In the opening minutes of the documentary A Private Universe we are introduced to a science student who is describes by her teacher as an excellent student and someone likely to answer the questions correctly. The researchers then ask her explain what she knows about the seasons. She starts with some simple facts that she’s learned (e.g., the Earth takes 365 days to go around the sun) and then adds some explanatory details that she has developed (e.g., the position of the Earth in relation to the Sun helps explain the seasons) but when she is probed further, the explanation gets more and more convoluted. The Earth ends up with a strange and complicated looped orbit as she tries to connect what she has learned in school with the other ideas that she has. We see her struggling to make sense of what seems more like a bramble bush of ideas than a coherent understanding.

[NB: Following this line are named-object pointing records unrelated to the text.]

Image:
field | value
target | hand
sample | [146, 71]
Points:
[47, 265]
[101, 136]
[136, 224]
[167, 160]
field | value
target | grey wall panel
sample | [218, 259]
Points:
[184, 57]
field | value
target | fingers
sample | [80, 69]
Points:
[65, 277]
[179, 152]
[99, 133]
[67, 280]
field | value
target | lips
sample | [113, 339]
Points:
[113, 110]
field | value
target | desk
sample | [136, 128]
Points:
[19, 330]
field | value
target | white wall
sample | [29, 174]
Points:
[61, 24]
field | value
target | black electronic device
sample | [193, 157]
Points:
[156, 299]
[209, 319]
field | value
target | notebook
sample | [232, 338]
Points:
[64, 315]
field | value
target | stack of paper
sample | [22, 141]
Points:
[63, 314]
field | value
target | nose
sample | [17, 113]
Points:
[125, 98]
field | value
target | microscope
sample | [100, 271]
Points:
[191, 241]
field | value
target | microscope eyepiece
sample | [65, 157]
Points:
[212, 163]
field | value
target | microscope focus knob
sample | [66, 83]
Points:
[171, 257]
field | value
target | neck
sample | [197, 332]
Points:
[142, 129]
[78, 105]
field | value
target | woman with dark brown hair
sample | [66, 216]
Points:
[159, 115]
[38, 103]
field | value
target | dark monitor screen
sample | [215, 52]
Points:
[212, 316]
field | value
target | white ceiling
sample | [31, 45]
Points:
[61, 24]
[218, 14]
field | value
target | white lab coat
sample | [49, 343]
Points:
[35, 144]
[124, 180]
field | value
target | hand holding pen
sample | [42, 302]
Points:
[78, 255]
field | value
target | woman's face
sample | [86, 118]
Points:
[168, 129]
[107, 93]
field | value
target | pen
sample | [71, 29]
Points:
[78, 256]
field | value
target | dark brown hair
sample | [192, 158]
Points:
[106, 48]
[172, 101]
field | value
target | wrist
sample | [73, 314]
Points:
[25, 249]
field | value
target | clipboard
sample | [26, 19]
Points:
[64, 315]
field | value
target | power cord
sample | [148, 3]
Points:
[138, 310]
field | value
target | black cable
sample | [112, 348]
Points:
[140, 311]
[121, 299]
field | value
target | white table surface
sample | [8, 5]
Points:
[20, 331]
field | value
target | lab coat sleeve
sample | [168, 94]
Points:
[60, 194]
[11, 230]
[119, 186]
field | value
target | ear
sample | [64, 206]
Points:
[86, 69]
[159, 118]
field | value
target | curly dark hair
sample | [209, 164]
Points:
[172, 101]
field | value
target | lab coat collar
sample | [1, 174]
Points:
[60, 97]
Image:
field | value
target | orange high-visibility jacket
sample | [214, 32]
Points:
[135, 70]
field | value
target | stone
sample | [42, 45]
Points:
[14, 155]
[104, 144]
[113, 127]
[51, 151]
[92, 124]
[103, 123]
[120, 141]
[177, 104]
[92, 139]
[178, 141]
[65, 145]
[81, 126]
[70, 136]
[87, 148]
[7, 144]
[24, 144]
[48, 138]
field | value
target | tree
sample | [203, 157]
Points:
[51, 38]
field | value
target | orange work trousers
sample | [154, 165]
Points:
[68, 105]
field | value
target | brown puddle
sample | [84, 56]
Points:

She is not unusual, our understandings (sometimes called mental models) usually contain mixes of thoughts, beliefs, learned ideas, and physical experiences. The term conceptual ecology is often used because it captures the complex way we think about things.[iv] Challenging one idea doesn’t always have the intended effect, just like adding an organism to an ecosystem to solve one problem often causes many others. Developing real and deep understanding takes many many experiences and opportunities to make sense of a new way of understanding the world. When we wonder about helping people accept evolution, we’re not just asking them to learn a new idea but instead to challenge a deep and interconnected web of understandings about the natural world.

And this is what I mean by changing people’s mind. Teaching science isn’t about transmitting ideas that students write down and then know. It is a difficult process of helping them see the world in a new way – connecting it to all other efforts to encourage critical and scientific thinking in the public sphere.

Now that you’ve got a sense of what I mean by conceptual change and I’ve introduced some of the key terms that I’ll use, the remaining posts in this series will look at conceptual change research. For example, what writing strategies are most effective in supporting conceptual change? With a significant amount of science communication being text based (from newspapers to blogs to twitter) what writing styles and text structures are most effective in changing conceptions? The acceptance and rejection of some scientific ideas is also tied into ideological movements and community solidarity. What then are the influences of social influences on conceptual change? What makes people motivated to change their minds or hang onto conceptions even in the face of strong contradictory evidence? These are just a few of the questions that I’d like to explore.

Do you have any suggestions for a question to explore or a particular paper to discuss? Drop me a note in the comments!


[i] This is a view descended from Piaget’s work with young children’s explanations of the world:

Piaget, J. The child’s conception of the world. New York: Harcourt Brace, 1929.

Piaget, J . The child’s conception of physical causality. London: Kegan Paul, 1930.

[ii] This paper was the first and seminal paper to explicitly think of science learning through the analogy of conceptual change.

Posner, G.J., Strike, K.A., & Hewson, P.A., & Gertzog, W.A. (1982). Accommodation of a scientific conception:

Toward a theory of conceptual change. Science Education, 66, 211-227.

[iii] If you’re interested in reading more about electric circuits and causal reasoning, Tina Grotzer and Margot Sudbury (Harvard University) conducting a great study exploring and categorizing the reasoning Grade 4 students use to explain circuits.

[iv] Posner et al. say that they borrowed the term from Stephen Toulmin but Piaget also made the analogy that when babies encounter new objects it is like a new species being introduced into an ecosystem.